The minimally invasive ultrasound-guided catheterization technique was used to place an indwelling catheter in an EJV of 96 anesthetized barrows that weighed approximately 70 kg. The catheters remained in place and patent for a mean of 6 days (range, 4 to 10 days). The research protocol that prompted development of this catheterization technique required serial collection of up to 12 blood samples without catheter-induced inflammation. In a research setting, a surgical cutdown procedure is typically used to catheterize an EJV. In our situation, surgical dissection of the tissues surrounding the EJV to access the vessel would have likely caused an inflammatory response that was unsuitable for the intended study. In 2 previous (unpublished) studies conducted in our laboratory, catheters in the EJVs of unsedated pigs were secured with elastic bandages, and those bandages had to be replaced often throughout the experiments owing to vascular leakage and swelling. The approach described for securing the catheters in the pigs of this report was an improvement on the use of elastic bandages.
In another study,12 an ultrasound-guided technique was described for placement of a catheter in an EJV of adult Yorkshire crossbred pigs that were anesthetized for catheter placement and during the subsequent 24 hours while the catheters were maintained. The pigs of the present report were anesthetized during catheter placement but were awake and unsedated for up to 10 days while the catheters were maintained. In yet another study,13 a modified surgical cutodwn method was used to catheterize an EJV of anesthetized grower pigs (mean ± SD body weight, 60 ± 2 kg). The pigs of that study13 were allowed to recover from anesthesia, and catheters were maintained and remained patent for 72 hours. The mean time required for catheter placement was 65 minutes for the pigs of that study.13 For the pigs of the present report, the mean time required for catheter placement was 45 minutes. However, after the first 30 pigs, we reduced the time required for catheter placement to ≤ 39 minutes by performing some presurgical processes while the pigs were still in the holding pen. For example, we applied an iodine-impregnated adhesive drapen over the catheter exit site on the dorsal midline immediately prior to initiation of the procedure instead of during the procedure after the pig was repositioned into lateral recumbency.
During development of the catheterization technique described in the present report, the primary consideration was the large volume (> 10 mL) of blood that needed to be collected at each sample acquisition time. Secondary considerations were the need for easy catheter access without causing stress to the pigs and the need to minimize inflammation associated with catheter placement. The technique described in the present report met those requirements. In particular, the use of ultrasound guidance to access the EJV eliminated damage to the vessel and surrounding tissues, thereby minimizing the inflammation caused by catheter placement.

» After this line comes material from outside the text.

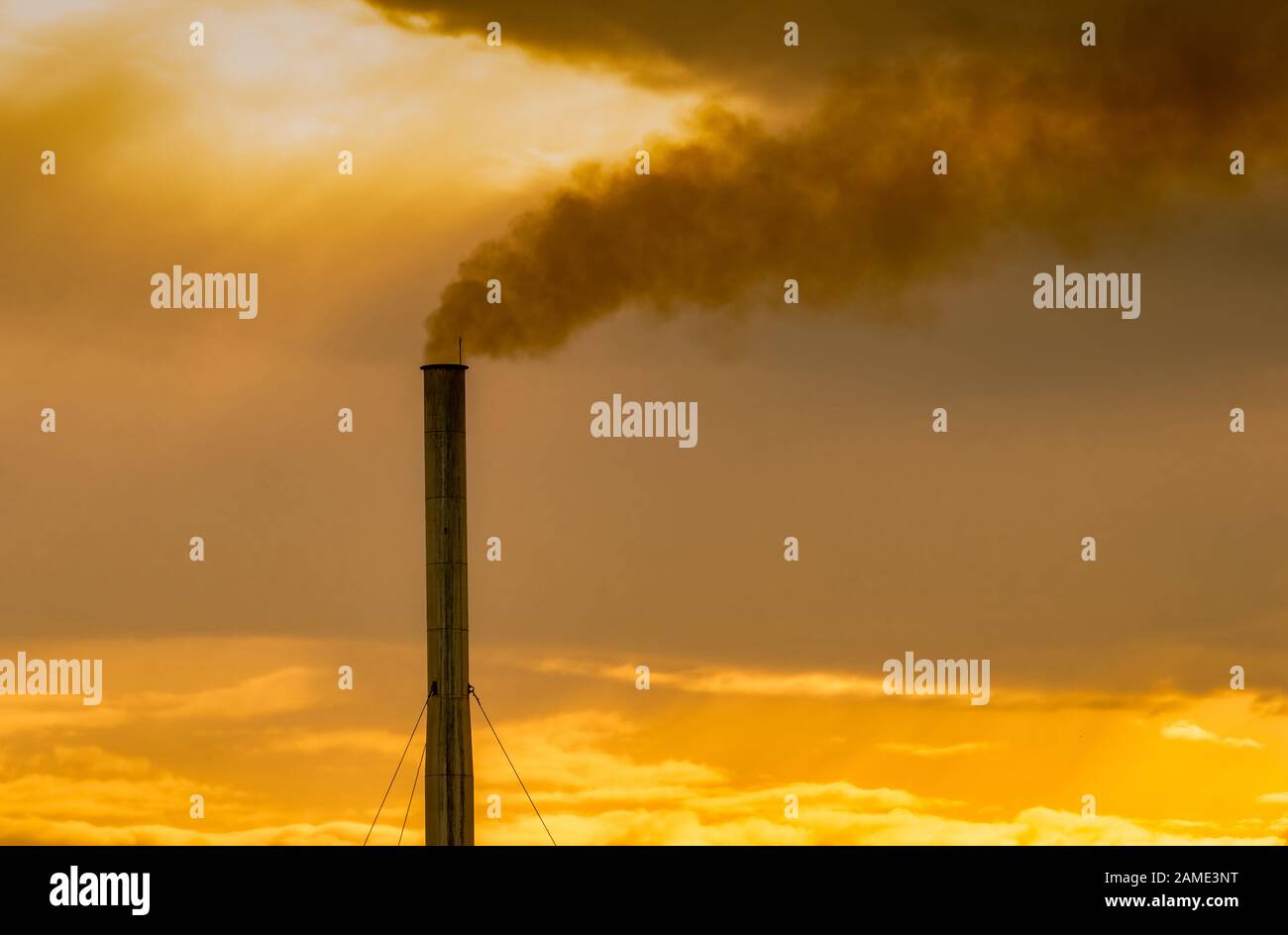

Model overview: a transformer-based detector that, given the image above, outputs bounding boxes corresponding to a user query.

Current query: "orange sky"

Vascular access ports facilitate serial collection of blood samples, but their use is often complicated by infections and fibrin deposition.14 Prophylactic use of antimicrobials and anti-inflammatories during VAP implantation can help ensure asepsis and reduce swelling, wound tension, and tissue necrosis.14 Catheterization of the pigs described in the present report was performed to investigate the effects of various endotoxin doses on inflammatory indices; therefore, anti-inflammatories could not be administered to the pigs. Vascular access ports are often used for small domestic pigs15–17 or miniature pigs14,18,19 that are generally restrained in a sling for blood sample collection.20 Use of a sling immobilizes a pig and permits repeated percutaneous needle insertions into the VAP. However, use of a sling to immobilize larger pigs, such as those described in the present report, is not practical. It is also not practical to repeatedly restrain large pigs for collection of serial blood samples because the stress induced by both restraint and repeated needle sticks would alter blood concentrations of stress bio-markers (eg, cortisol).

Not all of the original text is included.